The other thing that the people who study this stuff have found is that while they are looking for the “big Bang” that started it all, mostly they are looking for the echo of it.  A sound, written as a math equation, “seen” by a telescope and that shows up on a monitor as a wave of light.  A sound that is a pattern.  It is sometimes quiet and often very difficult to find.  Perhaps you have forgotten, but the discovery of Hawaii was because a flotilla of ships was sent into the Pacific to get to Tahiti, to measure the time it took for the planet Venus to move across the sky. On the way, Captain Cook found Hawaii.  Because of an astronomer wanting to know more. We need to take the trouble to know more about the friends we have and the ones we will make and possibly, to then let them know us better.  To discover.  To listen.  To see.  There are stars out there, if we will look.  Past the patterns that we know.  Past the noise of the local lights in town.  To get into the dark to see the lights of the stars that we have been missing.

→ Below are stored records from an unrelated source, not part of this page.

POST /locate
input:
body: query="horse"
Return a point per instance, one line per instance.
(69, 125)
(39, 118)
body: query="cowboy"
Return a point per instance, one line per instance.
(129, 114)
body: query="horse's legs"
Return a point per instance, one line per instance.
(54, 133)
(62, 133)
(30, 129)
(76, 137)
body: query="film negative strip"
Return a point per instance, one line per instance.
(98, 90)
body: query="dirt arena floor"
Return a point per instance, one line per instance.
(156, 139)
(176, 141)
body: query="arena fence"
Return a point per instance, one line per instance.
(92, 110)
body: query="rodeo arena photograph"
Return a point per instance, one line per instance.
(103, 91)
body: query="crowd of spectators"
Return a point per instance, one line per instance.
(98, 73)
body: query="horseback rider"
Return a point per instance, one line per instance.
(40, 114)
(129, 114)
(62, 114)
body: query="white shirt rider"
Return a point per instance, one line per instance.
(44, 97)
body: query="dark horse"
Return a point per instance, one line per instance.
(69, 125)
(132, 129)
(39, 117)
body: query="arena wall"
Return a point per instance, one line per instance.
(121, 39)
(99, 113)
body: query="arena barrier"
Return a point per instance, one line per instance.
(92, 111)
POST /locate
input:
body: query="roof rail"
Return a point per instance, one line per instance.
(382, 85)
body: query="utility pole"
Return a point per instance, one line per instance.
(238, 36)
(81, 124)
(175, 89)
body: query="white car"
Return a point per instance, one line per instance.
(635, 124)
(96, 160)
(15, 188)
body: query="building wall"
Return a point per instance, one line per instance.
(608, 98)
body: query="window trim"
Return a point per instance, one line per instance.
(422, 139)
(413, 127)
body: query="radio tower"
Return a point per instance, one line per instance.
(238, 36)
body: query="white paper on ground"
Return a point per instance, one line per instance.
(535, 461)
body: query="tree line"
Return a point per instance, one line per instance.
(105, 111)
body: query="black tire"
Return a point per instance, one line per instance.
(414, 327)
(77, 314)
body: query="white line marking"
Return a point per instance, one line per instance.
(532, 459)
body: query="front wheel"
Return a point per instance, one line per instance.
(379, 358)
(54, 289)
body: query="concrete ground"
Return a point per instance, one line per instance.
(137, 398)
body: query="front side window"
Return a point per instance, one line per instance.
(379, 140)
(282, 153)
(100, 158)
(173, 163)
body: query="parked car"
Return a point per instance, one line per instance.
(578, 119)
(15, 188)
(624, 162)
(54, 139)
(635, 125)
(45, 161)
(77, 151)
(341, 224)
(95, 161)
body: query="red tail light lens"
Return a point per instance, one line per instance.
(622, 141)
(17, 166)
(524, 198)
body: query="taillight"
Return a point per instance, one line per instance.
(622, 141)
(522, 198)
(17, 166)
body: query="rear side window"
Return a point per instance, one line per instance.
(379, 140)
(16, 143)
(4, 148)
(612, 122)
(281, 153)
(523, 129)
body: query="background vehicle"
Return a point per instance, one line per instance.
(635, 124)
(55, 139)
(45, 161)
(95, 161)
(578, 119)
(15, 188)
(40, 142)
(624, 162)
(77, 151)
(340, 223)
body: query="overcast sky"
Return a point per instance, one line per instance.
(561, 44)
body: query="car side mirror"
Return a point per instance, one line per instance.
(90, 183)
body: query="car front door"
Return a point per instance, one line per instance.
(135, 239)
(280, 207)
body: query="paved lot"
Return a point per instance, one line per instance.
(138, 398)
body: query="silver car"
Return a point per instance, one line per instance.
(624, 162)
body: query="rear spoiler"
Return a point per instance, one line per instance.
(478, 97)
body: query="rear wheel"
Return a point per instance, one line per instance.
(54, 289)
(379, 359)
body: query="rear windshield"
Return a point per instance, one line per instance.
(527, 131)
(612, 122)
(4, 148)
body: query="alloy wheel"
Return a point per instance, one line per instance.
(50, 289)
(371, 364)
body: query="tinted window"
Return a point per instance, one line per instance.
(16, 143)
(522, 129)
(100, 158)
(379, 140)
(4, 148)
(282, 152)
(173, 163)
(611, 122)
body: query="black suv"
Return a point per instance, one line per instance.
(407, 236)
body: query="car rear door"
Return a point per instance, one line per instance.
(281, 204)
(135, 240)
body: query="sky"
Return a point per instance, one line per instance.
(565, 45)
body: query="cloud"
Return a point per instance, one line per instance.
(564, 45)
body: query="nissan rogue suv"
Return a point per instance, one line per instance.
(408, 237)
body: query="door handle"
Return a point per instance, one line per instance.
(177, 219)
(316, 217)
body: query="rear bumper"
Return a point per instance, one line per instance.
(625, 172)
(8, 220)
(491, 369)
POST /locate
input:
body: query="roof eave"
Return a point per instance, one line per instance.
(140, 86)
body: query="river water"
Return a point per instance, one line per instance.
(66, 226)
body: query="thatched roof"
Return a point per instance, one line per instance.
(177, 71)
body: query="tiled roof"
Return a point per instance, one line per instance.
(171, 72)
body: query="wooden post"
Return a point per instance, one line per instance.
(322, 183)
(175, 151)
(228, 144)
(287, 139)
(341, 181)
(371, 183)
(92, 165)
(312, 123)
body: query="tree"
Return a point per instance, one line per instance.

This takes work.  It is a journey of discovery, and at times it is dangerous.  You may find things that you didn’t want to know.  That may hurt you.  Captain Cook sailed on the ship Endeavor.  It is a worthy name for our journey as well.  To Endeavor to know you better.  To venture into the unknown.  He named the island chain the Sandwich Isles, in honor of the Earl of Sandwich John Montague, the one that sponsored his trip.  We call new disciples Christians, in honor of the one who sent us, Christ.  It is a pattern, and we do this… too.